Anyway. One time — I think I was probably, embarrassingly enough, in high school at this point — Mom and Dad and brother were all at work, and I was home alone before work; it must have been the summer I worked as a short-order cook at the local swimming pool (party goodtimes; I still have scars from the grease burns to show for it). One morning while I was making a bowl of cereal for myself for breakfast, a plastic gallon jug of milk slipped out of my hand, landed on our floor and split open.
Needless to say, MILK. WENT. EVERYWHERE. And it didn’t help that I stood there for a good 10 seconds, mesmerized, just watching all that white milk come tumbling out of the container.
Now’s probably a good time to mention that Mom is a neat freak — she used to dust/mop/vacuum the entire house EVERY DAY; my greatest form of rebellion was only cleaning my room once a week when I’d come home from college in the summers. And I knew, as I watched that milk stream across the floor, down the cabinets, and under the fridge, that I was in deep shit, because I was never going to be able to clean this up in a way in which Mom would never discover it.
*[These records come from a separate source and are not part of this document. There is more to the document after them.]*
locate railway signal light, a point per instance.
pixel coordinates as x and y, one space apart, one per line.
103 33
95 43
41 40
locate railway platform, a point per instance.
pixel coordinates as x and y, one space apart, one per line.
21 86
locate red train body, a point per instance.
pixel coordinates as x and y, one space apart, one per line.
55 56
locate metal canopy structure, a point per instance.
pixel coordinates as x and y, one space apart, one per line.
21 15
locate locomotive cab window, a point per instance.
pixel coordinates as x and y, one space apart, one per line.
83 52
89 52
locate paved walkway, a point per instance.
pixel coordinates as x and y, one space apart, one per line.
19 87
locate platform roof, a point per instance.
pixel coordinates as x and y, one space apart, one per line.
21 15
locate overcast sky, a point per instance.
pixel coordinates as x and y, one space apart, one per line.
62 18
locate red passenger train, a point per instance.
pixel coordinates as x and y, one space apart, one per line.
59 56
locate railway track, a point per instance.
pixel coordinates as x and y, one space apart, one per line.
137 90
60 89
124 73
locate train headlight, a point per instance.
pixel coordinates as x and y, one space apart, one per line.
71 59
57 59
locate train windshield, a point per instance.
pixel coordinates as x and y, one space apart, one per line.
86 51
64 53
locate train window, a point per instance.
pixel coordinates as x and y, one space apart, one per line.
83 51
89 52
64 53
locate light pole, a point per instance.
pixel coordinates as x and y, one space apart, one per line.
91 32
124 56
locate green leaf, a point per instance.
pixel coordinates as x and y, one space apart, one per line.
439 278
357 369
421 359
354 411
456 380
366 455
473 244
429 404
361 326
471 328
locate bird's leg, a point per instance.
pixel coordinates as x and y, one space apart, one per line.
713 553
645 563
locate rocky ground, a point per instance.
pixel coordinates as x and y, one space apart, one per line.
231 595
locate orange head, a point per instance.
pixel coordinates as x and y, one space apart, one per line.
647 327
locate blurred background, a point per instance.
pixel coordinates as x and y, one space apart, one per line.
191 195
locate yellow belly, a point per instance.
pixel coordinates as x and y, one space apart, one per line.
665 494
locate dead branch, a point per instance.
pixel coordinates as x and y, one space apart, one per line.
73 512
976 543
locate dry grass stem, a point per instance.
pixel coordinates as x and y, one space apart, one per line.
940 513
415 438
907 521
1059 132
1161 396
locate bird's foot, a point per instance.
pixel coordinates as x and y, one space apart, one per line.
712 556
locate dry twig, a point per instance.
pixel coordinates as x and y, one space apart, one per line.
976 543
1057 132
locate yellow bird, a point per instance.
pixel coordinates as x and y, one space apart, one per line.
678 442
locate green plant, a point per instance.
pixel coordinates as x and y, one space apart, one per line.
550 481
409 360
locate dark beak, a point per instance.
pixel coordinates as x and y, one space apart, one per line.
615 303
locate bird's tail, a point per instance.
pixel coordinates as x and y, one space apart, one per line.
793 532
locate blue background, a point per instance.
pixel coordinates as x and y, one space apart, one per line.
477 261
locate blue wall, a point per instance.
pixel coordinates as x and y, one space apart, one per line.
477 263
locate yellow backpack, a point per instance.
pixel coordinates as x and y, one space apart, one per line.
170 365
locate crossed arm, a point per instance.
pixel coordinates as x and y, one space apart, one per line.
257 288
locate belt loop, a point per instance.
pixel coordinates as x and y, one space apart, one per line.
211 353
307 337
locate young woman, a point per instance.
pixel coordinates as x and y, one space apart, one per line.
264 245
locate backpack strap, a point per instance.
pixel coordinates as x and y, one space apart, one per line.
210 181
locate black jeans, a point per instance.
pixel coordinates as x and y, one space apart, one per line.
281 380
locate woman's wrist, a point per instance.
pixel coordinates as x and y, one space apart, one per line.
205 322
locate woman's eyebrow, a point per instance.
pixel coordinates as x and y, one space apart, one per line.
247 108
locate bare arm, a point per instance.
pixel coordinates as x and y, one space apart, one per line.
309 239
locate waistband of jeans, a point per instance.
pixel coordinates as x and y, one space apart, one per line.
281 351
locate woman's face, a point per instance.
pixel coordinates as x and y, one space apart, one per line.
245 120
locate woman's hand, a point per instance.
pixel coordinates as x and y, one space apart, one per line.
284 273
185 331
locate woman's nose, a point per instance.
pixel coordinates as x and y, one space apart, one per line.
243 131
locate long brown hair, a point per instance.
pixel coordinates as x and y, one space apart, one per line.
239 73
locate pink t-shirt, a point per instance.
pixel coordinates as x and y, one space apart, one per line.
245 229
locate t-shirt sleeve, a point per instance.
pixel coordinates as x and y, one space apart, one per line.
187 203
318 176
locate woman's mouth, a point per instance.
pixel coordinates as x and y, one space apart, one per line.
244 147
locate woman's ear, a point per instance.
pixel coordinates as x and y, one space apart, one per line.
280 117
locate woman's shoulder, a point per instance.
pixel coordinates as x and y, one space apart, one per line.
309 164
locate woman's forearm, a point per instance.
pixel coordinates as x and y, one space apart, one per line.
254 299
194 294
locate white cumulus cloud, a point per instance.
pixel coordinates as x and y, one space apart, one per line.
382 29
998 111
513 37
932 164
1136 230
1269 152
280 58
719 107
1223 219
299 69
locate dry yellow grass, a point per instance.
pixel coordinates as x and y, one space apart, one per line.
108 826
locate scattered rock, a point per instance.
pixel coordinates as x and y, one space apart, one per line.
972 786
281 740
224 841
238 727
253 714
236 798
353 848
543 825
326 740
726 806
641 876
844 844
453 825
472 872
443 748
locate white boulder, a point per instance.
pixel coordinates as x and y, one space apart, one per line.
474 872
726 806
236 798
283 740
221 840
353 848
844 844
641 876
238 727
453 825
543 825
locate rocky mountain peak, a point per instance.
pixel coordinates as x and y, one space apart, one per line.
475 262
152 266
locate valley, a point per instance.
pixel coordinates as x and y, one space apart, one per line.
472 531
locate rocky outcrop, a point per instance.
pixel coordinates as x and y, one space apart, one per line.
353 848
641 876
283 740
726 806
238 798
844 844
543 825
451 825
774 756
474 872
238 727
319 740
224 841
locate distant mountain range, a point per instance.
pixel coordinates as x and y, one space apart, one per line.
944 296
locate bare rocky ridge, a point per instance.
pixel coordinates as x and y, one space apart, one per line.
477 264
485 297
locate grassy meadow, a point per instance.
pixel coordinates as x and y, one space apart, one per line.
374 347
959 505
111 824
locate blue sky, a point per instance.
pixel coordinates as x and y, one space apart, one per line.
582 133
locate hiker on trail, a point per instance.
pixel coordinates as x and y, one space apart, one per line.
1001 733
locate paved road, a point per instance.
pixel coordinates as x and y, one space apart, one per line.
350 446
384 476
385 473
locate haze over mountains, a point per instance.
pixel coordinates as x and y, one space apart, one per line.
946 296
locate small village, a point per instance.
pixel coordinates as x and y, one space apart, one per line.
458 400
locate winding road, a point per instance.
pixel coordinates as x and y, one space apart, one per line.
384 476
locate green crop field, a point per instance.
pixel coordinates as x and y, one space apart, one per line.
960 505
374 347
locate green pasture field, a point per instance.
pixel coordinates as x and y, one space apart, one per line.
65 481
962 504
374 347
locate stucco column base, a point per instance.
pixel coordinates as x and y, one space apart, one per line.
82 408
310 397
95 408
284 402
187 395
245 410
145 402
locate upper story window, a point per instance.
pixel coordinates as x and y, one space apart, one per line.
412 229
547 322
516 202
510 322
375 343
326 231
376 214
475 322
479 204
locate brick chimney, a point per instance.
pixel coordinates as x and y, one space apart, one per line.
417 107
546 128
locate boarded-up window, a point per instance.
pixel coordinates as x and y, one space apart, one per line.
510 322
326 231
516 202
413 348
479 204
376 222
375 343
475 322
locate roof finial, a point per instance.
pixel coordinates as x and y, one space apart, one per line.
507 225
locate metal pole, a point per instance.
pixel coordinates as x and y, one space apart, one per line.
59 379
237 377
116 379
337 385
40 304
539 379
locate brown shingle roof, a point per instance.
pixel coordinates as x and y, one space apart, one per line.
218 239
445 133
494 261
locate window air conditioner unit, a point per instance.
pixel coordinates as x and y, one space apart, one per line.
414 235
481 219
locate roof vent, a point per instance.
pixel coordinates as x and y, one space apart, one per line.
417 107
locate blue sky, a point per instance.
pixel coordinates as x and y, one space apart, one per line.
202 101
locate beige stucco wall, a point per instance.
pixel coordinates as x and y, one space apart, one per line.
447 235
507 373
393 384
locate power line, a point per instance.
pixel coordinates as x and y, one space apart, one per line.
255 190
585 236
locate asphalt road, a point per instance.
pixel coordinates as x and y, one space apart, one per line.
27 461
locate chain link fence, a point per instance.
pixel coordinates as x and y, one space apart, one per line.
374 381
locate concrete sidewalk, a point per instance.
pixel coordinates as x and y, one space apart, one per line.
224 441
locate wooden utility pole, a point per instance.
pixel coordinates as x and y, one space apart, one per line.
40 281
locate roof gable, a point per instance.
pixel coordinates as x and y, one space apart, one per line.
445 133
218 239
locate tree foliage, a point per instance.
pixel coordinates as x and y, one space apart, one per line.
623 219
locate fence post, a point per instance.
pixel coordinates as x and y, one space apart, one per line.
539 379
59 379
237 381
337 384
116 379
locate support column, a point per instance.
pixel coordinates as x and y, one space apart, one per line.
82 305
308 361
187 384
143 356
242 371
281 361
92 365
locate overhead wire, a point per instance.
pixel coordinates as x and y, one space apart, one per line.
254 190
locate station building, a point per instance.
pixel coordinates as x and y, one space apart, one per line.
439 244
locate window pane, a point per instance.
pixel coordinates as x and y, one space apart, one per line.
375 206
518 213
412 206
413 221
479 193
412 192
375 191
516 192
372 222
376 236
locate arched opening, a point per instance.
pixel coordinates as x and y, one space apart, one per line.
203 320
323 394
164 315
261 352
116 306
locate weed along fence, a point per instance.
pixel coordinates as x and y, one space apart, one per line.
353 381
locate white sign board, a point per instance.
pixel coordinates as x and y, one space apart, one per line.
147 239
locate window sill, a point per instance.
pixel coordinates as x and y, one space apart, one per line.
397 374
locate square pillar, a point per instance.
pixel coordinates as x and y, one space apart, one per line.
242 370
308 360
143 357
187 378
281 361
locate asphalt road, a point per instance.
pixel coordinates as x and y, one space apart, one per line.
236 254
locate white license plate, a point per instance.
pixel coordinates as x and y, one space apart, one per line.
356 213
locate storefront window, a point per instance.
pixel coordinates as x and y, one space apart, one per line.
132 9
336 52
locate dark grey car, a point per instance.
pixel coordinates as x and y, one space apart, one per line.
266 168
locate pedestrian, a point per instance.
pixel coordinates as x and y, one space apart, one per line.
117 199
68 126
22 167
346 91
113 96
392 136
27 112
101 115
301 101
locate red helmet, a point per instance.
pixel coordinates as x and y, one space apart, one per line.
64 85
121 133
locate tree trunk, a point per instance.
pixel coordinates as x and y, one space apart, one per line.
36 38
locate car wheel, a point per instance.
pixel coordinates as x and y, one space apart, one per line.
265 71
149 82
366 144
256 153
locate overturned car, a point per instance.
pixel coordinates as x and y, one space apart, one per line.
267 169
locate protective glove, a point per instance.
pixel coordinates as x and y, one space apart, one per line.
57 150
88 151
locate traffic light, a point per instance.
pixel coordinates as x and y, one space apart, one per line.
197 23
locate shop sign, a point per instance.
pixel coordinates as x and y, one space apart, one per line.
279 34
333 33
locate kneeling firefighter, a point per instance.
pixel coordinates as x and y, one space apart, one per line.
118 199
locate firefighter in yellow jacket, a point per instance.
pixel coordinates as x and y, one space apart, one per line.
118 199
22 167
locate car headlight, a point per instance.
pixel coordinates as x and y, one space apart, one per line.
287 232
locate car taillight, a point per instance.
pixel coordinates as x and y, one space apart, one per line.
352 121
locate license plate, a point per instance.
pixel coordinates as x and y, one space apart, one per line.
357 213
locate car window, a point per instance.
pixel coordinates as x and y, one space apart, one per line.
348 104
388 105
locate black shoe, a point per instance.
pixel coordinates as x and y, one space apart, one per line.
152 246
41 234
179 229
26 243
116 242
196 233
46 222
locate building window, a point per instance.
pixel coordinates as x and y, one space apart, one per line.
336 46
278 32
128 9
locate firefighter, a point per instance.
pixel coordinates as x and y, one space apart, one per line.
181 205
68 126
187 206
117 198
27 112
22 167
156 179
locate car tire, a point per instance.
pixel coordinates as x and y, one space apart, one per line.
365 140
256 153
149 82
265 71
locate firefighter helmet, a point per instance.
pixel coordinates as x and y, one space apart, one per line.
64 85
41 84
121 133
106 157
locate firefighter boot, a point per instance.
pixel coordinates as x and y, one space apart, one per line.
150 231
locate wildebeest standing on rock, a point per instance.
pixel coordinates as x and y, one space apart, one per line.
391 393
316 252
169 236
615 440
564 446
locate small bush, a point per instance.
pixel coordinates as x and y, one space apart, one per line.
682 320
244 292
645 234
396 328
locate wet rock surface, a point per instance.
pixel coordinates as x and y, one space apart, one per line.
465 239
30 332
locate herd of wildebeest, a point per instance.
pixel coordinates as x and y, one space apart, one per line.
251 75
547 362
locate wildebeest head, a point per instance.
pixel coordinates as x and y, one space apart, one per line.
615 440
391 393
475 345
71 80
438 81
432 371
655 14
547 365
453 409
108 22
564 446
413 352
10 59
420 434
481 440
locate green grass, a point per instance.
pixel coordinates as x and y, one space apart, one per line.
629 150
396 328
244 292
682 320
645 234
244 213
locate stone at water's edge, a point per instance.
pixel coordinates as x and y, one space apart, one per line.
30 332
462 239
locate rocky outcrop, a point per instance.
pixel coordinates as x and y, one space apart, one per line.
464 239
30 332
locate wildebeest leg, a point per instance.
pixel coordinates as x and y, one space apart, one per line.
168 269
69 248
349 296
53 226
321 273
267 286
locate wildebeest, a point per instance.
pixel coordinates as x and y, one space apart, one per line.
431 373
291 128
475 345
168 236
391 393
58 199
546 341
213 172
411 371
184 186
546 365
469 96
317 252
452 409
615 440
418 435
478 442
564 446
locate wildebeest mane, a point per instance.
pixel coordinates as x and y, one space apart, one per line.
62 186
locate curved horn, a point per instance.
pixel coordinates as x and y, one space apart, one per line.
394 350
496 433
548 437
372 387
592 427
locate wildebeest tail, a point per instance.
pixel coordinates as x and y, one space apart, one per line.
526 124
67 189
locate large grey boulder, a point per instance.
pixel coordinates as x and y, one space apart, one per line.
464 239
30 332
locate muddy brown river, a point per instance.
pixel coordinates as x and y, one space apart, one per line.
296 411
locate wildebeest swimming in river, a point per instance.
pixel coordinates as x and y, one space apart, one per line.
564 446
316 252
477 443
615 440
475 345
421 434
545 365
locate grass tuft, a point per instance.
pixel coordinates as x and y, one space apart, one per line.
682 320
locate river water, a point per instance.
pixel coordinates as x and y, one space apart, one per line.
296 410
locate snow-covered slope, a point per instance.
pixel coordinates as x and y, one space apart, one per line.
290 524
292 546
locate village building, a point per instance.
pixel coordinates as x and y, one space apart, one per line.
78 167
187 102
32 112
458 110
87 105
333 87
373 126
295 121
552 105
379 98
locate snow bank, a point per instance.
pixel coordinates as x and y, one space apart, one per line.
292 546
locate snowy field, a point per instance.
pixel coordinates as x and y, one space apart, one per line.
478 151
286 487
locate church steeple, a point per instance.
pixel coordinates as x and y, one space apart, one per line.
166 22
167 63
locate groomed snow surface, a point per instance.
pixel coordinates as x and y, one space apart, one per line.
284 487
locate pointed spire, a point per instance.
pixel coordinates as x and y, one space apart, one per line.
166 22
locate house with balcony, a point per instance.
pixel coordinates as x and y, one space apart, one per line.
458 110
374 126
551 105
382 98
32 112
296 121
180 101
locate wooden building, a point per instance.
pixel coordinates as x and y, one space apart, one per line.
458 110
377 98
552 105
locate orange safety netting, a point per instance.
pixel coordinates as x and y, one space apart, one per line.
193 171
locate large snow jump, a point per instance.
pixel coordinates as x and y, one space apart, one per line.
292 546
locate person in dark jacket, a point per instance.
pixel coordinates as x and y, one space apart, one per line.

I was, and have always been, vastly inferior to my mother when it comes to cleaning.
So I called in the big guns: Gram.
“Please just come over, as soon as you can,” I told her, abject terror in my voice.
She was there, I’d guess, within three minutes, probably expecting a blood-red murder scene, and got the exact opposite. When she arrived, I was on roll of paper towels No. 2 on one end of the puddle mopping up the spill while our old dog Cotton was at the other end lapping up as much as she could. “Son of a peach can,” she said, surveying the scene, “How the bejesus did you do this?”
I explained, and she helped me — we mopped the floor. We moved the fridge and mopped underneath it. We wiped down the cabinets. We threw the rags into the washing machine and Gram gave me $3 and sent me to the store for another gallon of milk (that bit was genius on her part). We sat and ate cookies and each drank a glass of milk (to get the new gallon back to the level of the old gallon) and waited for the dryer to finish. And then we put everything away, and I gave her the biggest hug ever, thanked her, and she went home, and I went to work, where I no doubt spilled and burned 887 other things.
But it didn’t matter — I wasn’t going to get caught. The Great Milk Heist of (Circa) 1997, or Milk’s Two, had been successfully pulled off.
Now, I really want to say that there was a happy ending, and that Mom never knew what had happened, but, in fact, what happened was she came home, took one look at the kitchen, eyed me suspiciously, and said, “What was my mother doing here today?”